Lan Barnes wrote:
On Fri, November 23, 2007 3:08 pm, DJA wrote:
Still want to know laptop brand. This may also be an issue with whatever
mechanism enables the chip, e.g. ACPI or tools specific to your brand an
model.


Great Quality NX-L515


Any indication from dmesg or the logs that the card was recognized at
F8
boot up?

dmesg in its entirety
**********************
Linux version 2.6.23.1-42.fc8
([EMAIL PROTECTED]) (gcc version 4.1.2
20070925 (Red Hat 4.1.2-3
3)) #1 SMP Tue Oct 30 13:55:12 EDT 2007
[snip]
ACPI: bus type pci registered
PCI: BIOS BUG #81[00000000] found
PCI: Using configuration type 1
Setting up standard PCI resources
ACPI: EC: Look up EC in DSDT
ACPI: Interpreter enabled
ACPI: (supports S0 S3 S4 S5)
ACPI: Using IOAPIC for interrupt routing
ACPI: EC: GPE = 0x11, I/O: command/status = 0x66, data = 0x62
ACPI: PCI Root Bridge [PCI0] (0000:00)
PCI: Transparent bridge - 0000:00:14.4
ACPI: PCI Interrupt Routing Table [\_SB_.PCI0._PRT]
ACPI: PCI Interrupt Routing Table [\_SB_.PCI0.PB4_._PRT]
ACPI: PCI Interrupt Routing Table [\_SB_.PCI0.P2P_._PRT]
ACPI: PCI Interrupt Routing Table [\_SB_.PCI0.AGP_._PRT]
ACPI: PCI Interrupt Link [LNKA] (IRQs 10 11) *0, disabled.
ACPI: PCI Interrupt Link [LNKB] (IRQs 10 11) *0, disabled.
ACPI: PCI Interrupt Link [LNKC] (IRQs 10 11) *0, disabled.
ACPI: PCI Interrupt Link [LNKD] (IRQs 10 11) *0, disabled.
ACPI: PCI Interrupt Link [LNKE] (IRQs 10 11) *0, disabled.
ACPI: PCI Interrupt Link [LNKF] (IRQs 10 11) *0, disabled.
ACPI: PCI Interrupt Link [LNKG] (IRQs 10 11) *0, disabled.
ACPI: PCI Interrupt Link [LNKH] (IRQs 10 11) *0, disabled.
ACPI: PCI Interrupt Link [LNKU] (IRQs 3 4 5 7) *0, disabled.
Linux Plug and Play Support v0.97 (c) Adam Belay
pnp: PnP ACPI init
ACPI: bus type pnp registered
pnp: PnP ACPI: found 10 devices
ACPI: ACPI bus type pnp unregistered
[snip]

This is absolutely bizarre.

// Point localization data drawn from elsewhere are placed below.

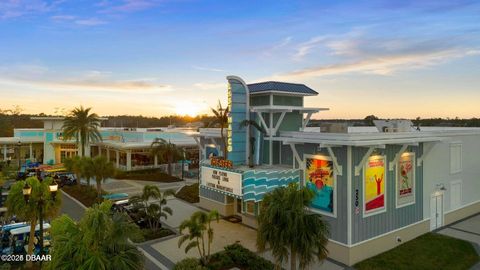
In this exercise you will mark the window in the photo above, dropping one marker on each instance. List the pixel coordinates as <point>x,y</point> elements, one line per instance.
<point>455,158</point>
<point>250,207</point>
<point>455,194</point>
<point>405,180</point>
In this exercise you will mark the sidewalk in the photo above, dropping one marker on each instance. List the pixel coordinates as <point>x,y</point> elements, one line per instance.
<point>468,230</point>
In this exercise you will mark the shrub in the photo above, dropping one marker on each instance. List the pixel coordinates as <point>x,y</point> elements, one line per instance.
<point>237,256</point>
<point>189,264</point>
<point>189,193</point>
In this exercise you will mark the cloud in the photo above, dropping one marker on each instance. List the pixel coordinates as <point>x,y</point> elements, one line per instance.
<point>38,77</point>
<point>208,69</point>
<point>17,8</point>
<point>63,18</point>
<point>305,48</point>
<point>90,22</point>
<point>382,65</point>
<point>128,5</point>
<point>211,86</point>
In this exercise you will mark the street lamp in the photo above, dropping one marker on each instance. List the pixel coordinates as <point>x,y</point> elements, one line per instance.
<point>19,144</point>
<point>27,191</point>
<point>183,163</point>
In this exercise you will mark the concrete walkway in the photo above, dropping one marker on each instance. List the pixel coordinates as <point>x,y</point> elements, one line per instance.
<point>468,230</point>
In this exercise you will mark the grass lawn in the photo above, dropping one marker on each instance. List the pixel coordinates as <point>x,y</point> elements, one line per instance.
<point>155,175</point>
<point>429,251</point>
<point>189,193</point>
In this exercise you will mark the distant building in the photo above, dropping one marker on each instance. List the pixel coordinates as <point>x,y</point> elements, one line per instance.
<point>376,187</point>
<point>127,148</point>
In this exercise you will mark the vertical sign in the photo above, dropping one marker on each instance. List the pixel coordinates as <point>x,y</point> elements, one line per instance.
<point>320,178</point>
<point>238,109</point>
<point>374,185</point>
<point>406,180</point>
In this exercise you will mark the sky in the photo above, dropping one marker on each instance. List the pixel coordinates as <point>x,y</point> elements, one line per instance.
<point>393,59</point>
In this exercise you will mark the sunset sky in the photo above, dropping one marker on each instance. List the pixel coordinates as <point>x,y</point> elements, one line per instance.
<point>394,59</point>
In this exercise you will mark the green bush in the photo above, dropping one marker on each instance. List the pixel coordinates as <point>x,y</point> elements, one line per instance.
<point>237,256</point>
<point>189,193</point>
<point>189,264</point>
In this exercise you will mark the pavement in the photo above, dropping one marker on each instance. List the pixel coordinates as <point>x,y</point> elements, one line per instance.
<point>468,230</point>
<point>164,253</point>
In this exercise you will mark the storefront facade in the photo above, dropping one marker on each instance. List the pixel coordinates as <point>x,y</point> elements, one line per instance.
<point>127,148</point>
<point>375,189</point>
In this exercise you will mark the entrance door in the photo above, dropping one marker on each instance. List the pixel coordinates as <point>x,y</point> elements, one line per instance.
<point>436,210</point>
<point>238,206</point>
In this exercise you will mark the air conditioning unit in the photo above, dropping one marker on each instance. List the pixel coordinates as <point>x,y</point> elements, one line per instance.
<point>394,125</point>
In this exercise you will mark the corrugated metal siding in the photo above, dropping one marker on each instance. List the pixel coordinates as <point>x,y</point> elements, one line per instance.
<point>212,195</point>
<point>338,225</point>
<point>393,218</point>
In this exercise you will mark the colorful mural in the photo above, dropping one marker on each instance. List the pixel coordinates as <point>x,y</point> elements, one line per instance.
<point>320,178</point>
<point>374,184</point>
<point>210,151</point>
<point>406,179</point>
<point>256,183</point>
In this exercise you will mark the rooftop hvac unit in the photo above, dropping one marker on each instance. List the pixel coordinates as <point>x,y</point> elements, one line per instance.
<point>394,125</point>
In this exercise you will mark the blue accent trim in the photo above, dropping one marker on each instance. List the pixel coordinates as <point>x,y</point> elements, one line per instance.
<point>256,183</point>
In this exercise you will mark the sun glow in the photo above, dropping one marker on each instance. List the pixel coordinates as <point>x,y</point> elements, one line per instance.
<point>187,108</point>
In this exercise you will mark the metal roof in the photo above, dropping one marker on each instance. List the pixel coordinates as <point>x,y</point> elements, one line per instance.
<point>290,88</point>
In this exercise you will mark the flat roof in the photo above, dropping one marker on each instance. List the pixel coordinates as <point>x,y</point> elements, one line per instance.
<point>281,87</point>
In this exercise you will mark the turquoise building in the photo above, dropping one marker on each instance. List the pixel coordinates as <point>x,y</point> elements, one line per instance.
<point>127,148</point>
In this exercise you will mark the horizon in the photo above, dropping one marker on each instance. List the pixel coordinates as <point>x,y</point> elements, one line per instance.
<point>154,58</point>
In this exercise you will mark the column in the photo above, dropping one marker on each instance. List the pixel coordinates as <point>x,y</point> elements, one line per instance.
<point>117,157</point>
<point>270,146</point>
<point>129,160</point>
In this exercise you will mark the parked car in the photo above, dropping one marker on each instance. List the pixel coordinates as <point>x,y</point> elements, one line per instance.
<point>65,178</point>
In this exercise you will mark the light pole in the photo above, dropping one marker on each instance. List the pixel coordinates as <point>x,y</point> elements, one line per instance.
<point>19,144</point>
<point>27,191</point>
<point>183,163</point>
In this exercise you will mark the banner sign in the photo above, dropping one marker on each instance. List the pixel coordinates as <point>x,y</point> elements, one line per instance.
<point>374,185</point>
<point>406,179</point>
<point>221,162</point>
<point>221,180</point>
<point>211,151</point>
<point>238,110</point>
<point>320,178</point>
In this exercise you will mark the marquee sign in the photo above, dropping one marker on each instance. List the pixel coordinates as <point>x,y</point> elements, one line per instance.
<point>220,162</point>
<point>221,180</point>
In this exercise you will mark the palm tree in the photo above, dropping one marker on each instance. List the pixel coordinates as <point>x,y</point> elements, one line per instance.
<point>287,227</point>
<point>86,167</point>
<point>102,169</point>
<point>74,165</point>
<point>221,119</point>
<point>152,211</point>
<point>83,126</point>
<point>251,123</point>
<point>168,151</point>
<point>29,211</point>
<point>98,241</point>
<point>200,233</point>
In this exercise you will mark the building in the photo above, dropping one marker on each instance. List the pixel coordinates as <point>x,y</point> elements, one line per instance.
<point>377,187</point>
<point>127,148</point>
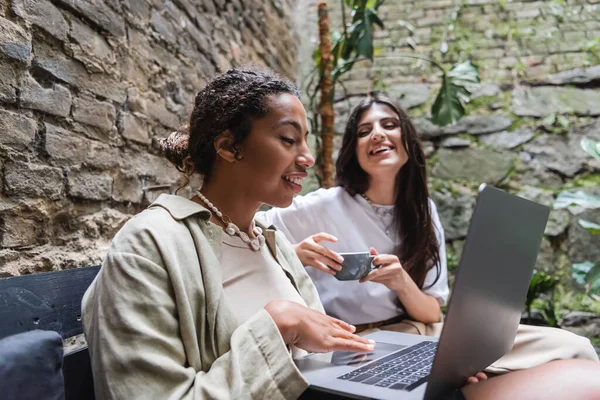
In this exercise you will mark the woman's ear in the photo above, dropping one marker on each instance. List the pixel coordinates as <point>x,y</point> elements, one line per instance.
<point>224,146</point>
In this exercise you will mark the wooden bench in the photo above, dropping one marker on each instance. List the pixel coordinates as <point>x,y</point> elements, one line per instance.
<point>51,301</point>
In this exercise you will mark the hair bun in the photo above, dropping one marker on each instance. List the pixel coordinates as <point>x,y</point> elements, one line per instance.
<point>176,148</point>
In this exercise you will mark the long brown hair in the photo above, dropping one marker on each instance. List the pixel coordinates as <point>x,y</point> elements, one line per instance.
<point>419,249</point>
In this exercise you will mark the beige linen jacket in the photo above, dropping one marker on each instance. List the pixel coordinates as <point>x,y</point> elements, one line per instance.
<point>158,324</point>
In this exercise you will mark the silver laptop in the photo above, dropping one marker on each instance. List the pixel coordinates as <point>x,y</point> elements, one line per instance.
<point>483,313</point>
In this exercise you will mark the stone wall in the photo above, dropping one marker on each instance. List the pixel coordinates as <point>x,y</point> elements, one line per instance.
<point>539,96</point>
<point>86,89</point>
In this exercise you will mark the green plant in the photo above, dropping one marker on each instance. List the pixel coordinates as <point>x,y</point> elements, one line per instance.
<point>339,52</point>
<point>553,120</point>
<point>587,273</point>
<point>542,284</point>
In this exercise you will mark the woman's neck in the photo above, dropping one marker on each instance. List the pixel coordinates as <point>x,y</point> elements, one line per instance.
<point>230,203</point>
<point>381,190</point>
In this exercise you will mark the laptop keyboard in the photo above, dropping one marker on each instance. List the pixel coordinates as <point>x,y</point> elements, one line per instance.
<point>402,370</point>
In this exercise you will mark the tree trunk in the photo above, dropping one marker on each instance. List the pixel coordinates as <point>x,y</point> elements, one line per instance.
<point>326,107</point>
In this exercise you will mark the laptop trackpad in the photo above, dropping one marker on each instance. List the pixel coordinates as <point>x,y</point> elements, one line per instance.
<point>355,359</point>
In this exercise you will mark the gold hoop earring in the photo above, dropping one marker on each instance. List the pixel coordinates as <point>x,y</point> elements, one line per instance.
<point>237,154</point>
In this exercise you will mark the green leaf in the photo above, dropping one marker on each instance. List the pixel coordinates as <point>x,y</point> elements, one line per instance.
<point>317,57</point>
<point>406,25</point>
<point>580,270</point>
<point>593,279</point>
<point>591,227</point>
<point>448,106</point>
<point>591,147</point>
<point>540,283</point>
<point>374,19</point>
<point>550,120</point>
<point>464,72</point>
<point>562,121</point>
<point>579,198</point>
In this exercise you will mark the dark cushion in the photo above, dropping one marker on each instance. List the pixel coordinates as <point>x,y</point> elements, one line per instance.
<point>31,366</point>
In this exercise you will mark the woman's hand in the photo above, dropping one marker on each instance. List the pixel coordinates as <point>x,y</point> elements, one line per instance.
<point>480,376</point>
<point>314,331</point>
<point>310,252</point>
<point>389,273</point>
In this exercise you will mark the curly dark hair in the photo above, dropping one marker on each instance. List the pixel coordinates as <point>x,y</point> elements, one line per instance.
<point>229,101</point>
<point>419,248</point>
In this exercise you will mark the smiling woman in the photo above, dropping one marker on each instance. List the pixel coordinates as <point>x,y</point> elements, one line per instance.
<point>194,300</point>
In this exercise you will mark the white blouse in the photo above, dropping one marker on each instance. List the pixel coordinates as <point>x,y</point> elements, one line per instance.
<point>358,227</point>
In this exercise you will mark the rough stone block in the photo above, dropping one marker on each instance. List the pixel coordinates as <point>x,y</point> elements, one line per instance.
<point>31,180</point>
<point>89,185</point>
<point>158,111</point>
<point>137,12</point>
<point>99,12</point>
<point>8,82</point>
<point>55,100</point>
<point>163,27</point>
<point>73,72</point>
<point>16,130</point>
<point>91,49</point>
<point>89,111</point>
<point>18,232</point>
<point>477,165</point>
<point>134,128</point>
<point>15,42</point>
<point>127,189</point>
<point>544,100</point>
<point>66,148</point>
<point>44,14</point>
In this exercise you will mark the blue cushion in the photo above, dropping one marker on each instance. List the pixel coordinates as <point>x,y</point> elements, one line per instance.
<point>31,366</point>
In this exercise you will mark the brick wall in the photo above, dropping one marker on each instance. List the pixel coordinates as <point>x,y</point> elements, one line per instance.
<point>86,89</point>
<point>540,71</point>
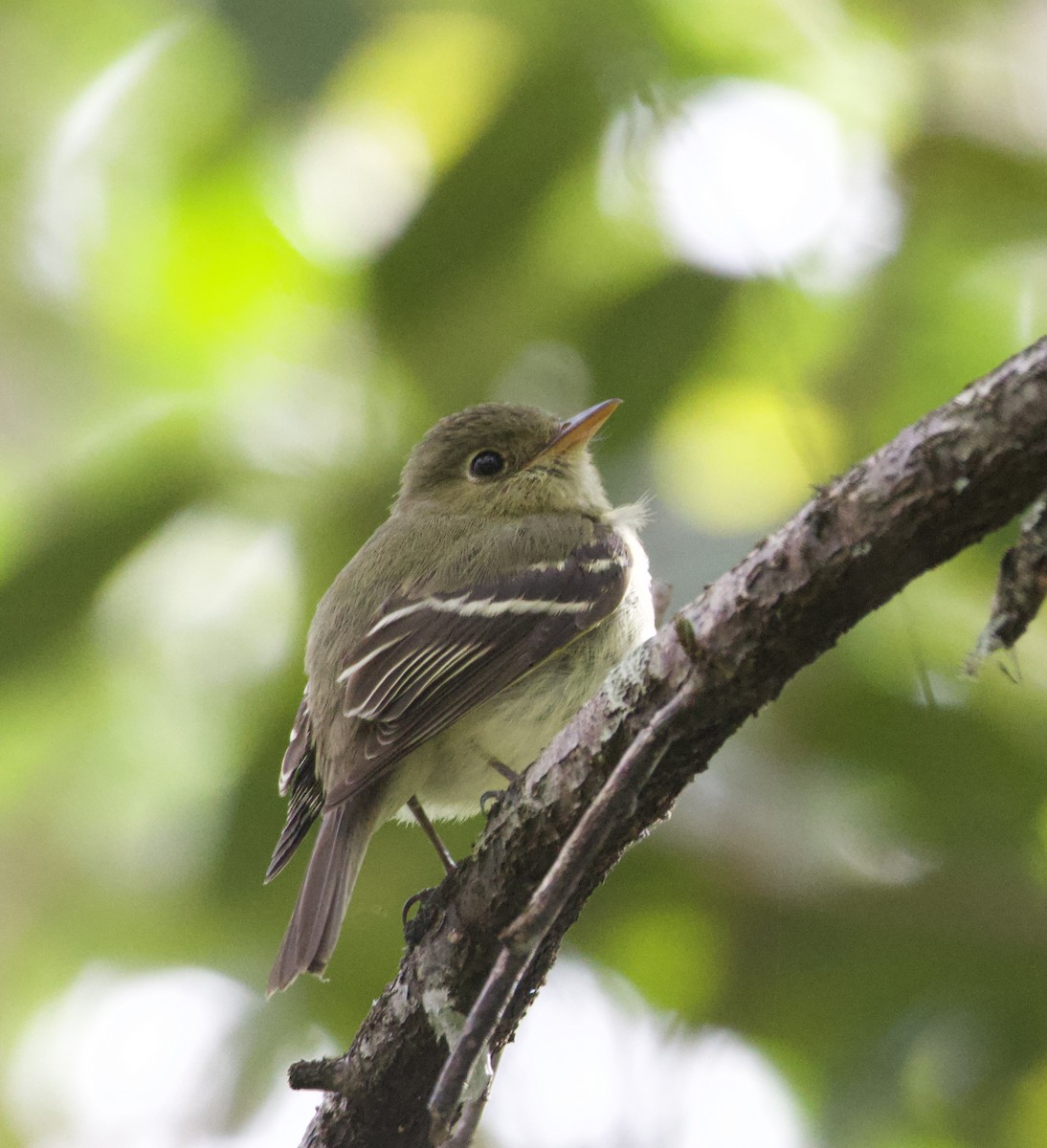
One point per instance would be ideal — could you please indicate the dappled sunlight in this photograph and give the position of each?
(592, 1066)
(251, 253)
(747, 437)
(754, 179)
(798, 831)
(149, 1059)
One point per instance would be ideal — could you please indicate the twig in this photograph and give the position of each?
(523, 938)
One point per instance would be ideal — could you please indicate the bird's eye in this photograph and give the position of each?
(487, 464)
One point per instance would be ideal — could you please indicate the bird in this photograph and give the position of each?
(456, 643)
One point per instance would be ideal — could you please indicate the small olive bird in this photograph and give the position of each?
(458, 641)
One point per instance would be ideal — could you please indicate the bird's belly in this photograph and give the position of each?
(450, 773)
(512, 728)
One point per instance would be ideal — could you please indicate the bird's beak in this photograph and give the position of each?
(580, 430)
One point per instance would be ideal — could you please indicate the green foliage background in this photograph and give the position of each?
(203, 412)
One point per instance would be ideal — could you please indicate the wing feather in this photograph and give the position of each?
(430, 659)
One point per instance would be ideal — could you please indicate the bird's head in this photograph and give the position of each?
(507, 460)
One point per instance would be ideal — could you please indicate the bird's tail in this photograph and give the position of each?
(321, 908)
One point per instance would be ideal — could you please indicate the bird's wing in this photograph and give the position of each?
(300, 784)
(427, 660)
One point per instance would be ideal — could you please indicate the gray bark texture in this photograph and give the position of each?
(943, 483)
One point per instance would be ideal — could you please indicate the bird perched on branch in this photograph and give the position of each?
(457, 642)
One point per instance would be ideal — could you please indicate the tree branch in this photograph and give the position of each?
(943, 483)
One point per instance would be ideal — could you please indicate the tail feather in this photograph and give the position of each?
(321, 908)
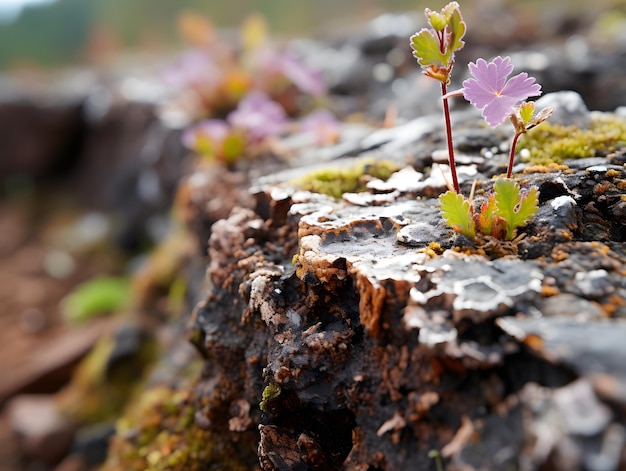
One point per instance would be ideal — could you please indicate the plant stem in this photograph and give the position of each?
(446, 114)
(512, 154)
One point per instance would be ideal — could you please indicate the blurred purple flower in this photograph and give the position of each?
(193, 68)
(489, 91)
(305, 78)
(258, 116)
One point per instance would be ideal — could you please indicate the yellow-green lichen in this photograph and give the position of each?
(550, 143)
(270, 393)
(100, 388)
(339, 180)
(159, 433)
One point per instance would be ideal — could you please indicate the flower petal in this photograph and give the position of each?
(521, 86)
(498, 110)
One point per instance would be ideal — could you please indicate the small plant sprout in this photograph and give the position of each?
(499, 217)
(499, 97)
(434, 50)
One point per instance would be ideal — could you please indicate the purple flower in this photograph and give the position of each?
(491, 92)
(193, 68)
(258, 116)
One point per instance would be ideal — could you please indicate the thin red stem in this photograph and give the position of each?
(512, 154)
(446, 114)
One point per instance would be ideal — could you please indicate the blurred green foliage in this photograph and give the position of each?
(67, 31)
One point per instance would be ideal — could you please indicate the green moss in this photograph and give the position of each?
(337, 181)
(553, 143)
(159, 433)
(99, 389)
(270, 393)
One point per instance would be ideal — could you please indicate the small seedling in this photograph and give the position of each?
(434, 50)
(497, 97)
(499, 217)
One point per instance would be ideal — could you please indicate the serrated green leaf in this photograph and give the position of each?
(514, 208)
(526, 111)
(426, 49)
(458, 213)
(437, 20)
(485, 218)
(457, 29)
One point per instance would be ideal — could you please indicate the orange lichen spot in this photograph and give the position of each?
(602, 187)
(549, 290)
(534, 341)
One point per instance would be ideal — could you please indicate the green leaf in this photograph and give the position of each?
(526, 111)
(457, 28)
(96, 297)
(426, 49)
(512, 207)
(485, 218)
(458, 213)
(437, 20)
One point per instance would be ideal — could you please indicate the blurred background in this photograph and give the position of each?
(54, 33)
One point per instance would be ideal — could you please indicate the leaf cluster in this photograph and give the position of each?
(434, 47)
(500, 216)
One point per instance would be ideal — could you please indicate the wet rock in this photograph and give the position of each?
(569, 108)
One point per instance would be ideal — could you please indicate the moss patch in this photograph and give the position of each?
(159, 433)
(337, 181)
(550, 143)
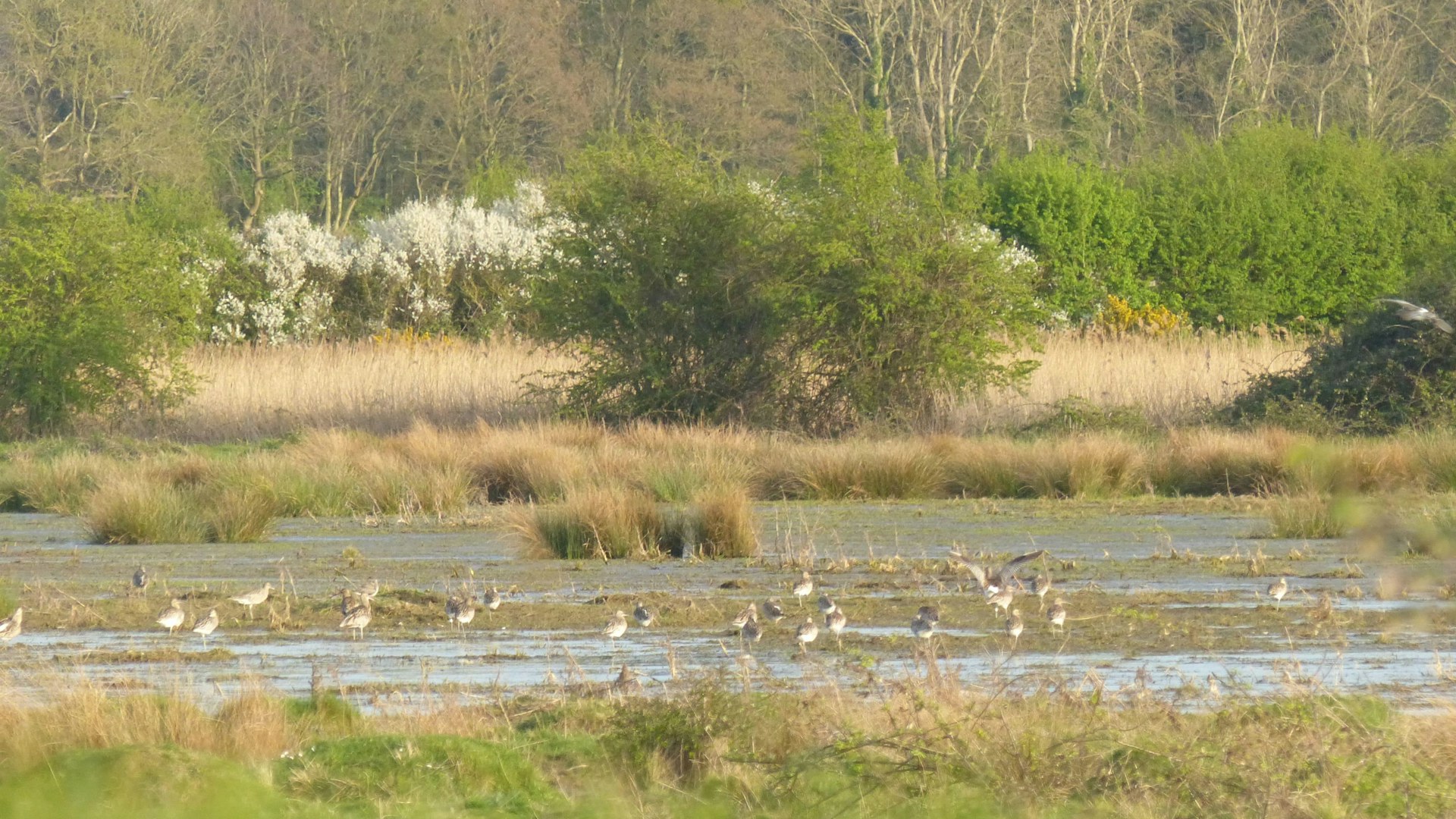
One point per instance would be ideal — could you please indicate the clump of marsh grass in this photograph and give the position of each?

I have NEVER seen a system without PCI interrupts being assigned when the system has a PCI bus. Possible causes are the BIOS ACPI tables being hosed, the ACPI drivers in the Linux kernel being buggy, or a problem with the local APIC.

What do you get when you do:

$ cat /proc/interrupts

Try modifying the boot parameters to add "noapic noacpi" and see if that affects the interrupt assignment.